We were having a conversation about differential equation models in pharmacometrics, in particular how to do efficient computation when fitting models for dosing, and Sebastian Weber pointed to this Stancon presentation that included a single-dose model.

Sebastian wrote:

Multiple doses lead to a quick explosion of the Stan codes – so things get a bit involved from the coding side.

– In practical applications I [Sebastian] would by now try to integrate over the dosing events. This allows you to avoid making the initials being vars such that you can a lot of speed. The trick is to make the ODE integrate “see” the dosing events and prevent the integrator to step over it. The cheap hack to do that is to insert a few observation points around the dosing event. This will make the integrator stop at the dosing time and make it realize that there are sudden changes in one of the compartments. This is not really clean, but CVODES handles it well and sundials even documents this technique as one way to handle it.

– I think we should one more time try the adjoint stuff. As we are about to get closures in Stan it should be straightforward to give to the integrator in Stan a log-prob function along with the ODE stuff. Once we have that, then we should be able to create something which is a lot faster than what we have now.

– Last time you tried the adjoint stuff your profiling showed that std::vector did stand out. This is because our AD system is darn slow to get the Jacobian of the ODE RHS. We should instead use an analytic derivative here – not sure how to automatically generate it ATM, but you get 2-3x speedups on the existing ODE system when you do that (and I have code around which does the automatic generation of the symbolic Jacobian…but this code is a well working prototype, not more)… hopefully the OCAML parser can churn these algebraic derivatives out.
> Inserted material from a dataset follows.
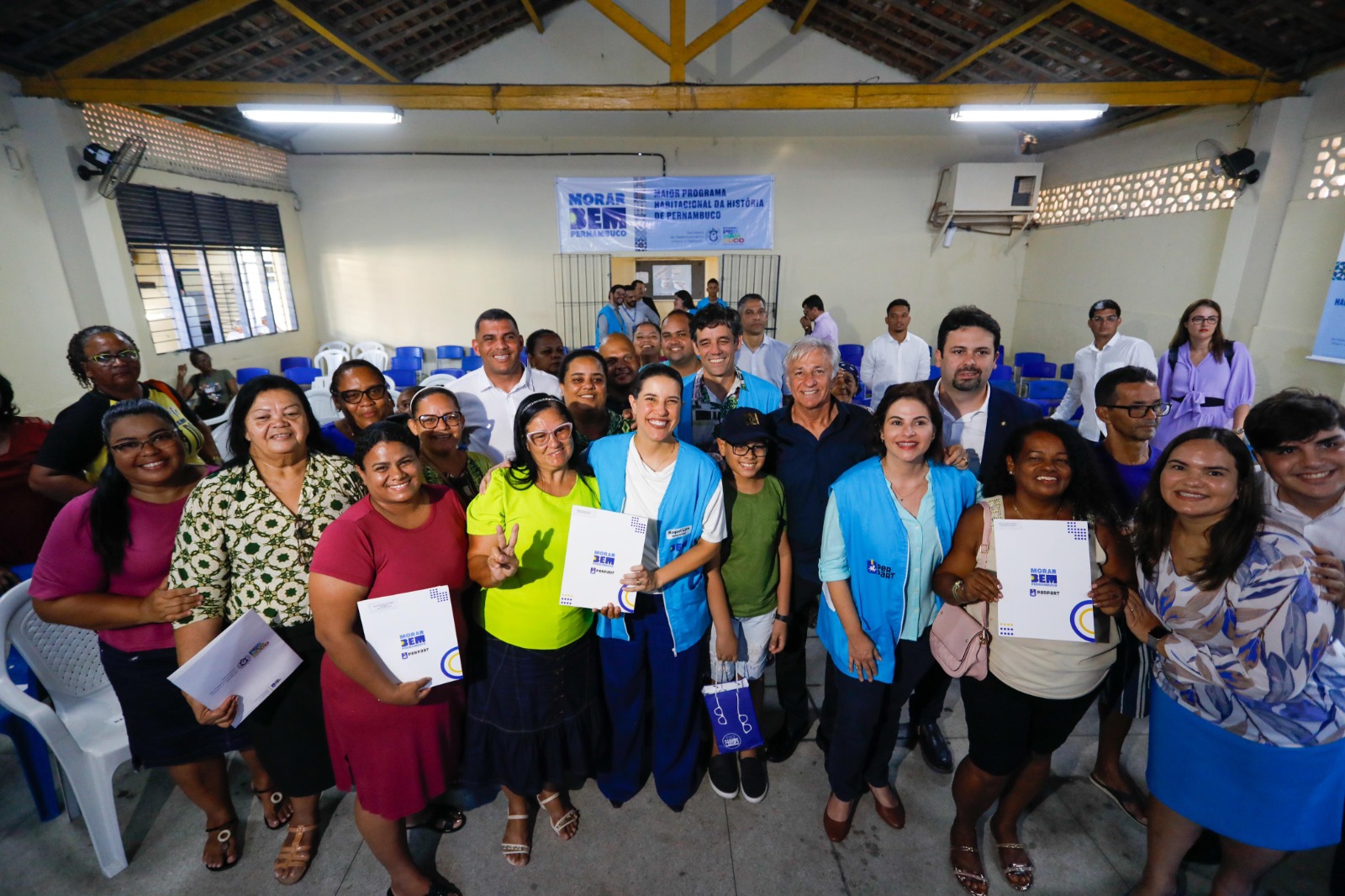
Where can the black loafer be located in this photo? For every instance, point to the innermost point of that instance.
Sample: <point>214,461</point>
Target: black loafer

– The other thing to explore is sparsity in the ODE RHS. Many ODE systems have a banded structure. One way to get this structural information is by specifying a chemical reaction network. Have a look at the dMod package on CRAN. The cool thing about knowing the sparistiy is that we don’t waste so much on derivative anyway not needed as they are constant and the ODE integrator can work more efficiently during the Newton iterations.

He continued:

Whenever we have long observation times of patients we usually follow a very regular administration pattern. As the dosing compartement often follows a first-order eliminiation scheme you can drastically simplify things. These first order elimination compartements have analytic solutions

andfor regular dosing patterns you can use the geometric series to sum up an arbitrary number of dosings very quickly. As a result you would just use the solution of the dosing compartment as a forcing function to the rest of the ODE system. This way you integrate out one state and you speedup a lot all the calculations.Moreover, in many applications where we have these long observation times, we actually don’t care so much about getting everything right. We often only have data on steady-state and as such you can simplify drastically the models used wrt to the absorbtion process.

What I am saying is that with the use of our brains we can drastically make our life easier here… now, many people still just dump huge dosing histories into these programs and then complain about long running times…

As I have been burned by performance from this I would say that I found lots of good ways of how to avoid the performance killer imposed by ODE stuff + dosing.

This reminds me of something we did many years ago, at a much simpler level, explaining how analytical and simulation methods could be combined to get inferences for small probabilities.

Things have progressed since this blog post was written. I think there’s been progress on the adjoint system and there’s going to be progress soon on avoiding all the packing/unpacking.

If we want people to use the dosing trick for CVODES, we need to explain it to them. I don’t think we can expect people to come up with that from scratch.

As for parser-defined analytic gradients, I doubt that’s going to be available any time soon. It’d require replicating our autodiff system within the parser as a source-transform autodiff system. An option I hope to get in this year is user-specified derivatives for user-defined functions. Would that be sufficient to deal with the performance issue?

Bob, I think user provided derivatives would be great, combine it with Maxima and you’ve got a lot of possibilities. http://maxima.sourceforge.net/

I’ve never heard of Maxima, but it looks interesting. I’ve used Wolfram Alpha a lot to calculate derivatives, but I’ve never figured out how to deal with matrices.

It’s from 1982 and in Common Lisp, which is so cool. I learned Lisp around that time in an AI class, where I wrote a symbolic differentiator for my final class project.

Providing the analytic gradients is step 1. It turns out that we also should avoid the autodiff system altogether during ode solving as it is significant overhead to use autodiff when you provide the Jacobian analytically. This is why I am trying to integrate the ode solver AMICI with Stan. That is a very promising route to get scalable ode solvers in Stan. The AMICI project auto generates all expressions symbolically and comes with a huge number of features (sparsity, adjoint solving, …). For the moment one has to use within chain parallelization if the problem allows for that like in hierarchical models. This can be done with map rect right now and hopefully soon with reduce sum with greater user friendliness as this will avoid the need for packing and unpacking of user data structures needed to define the model.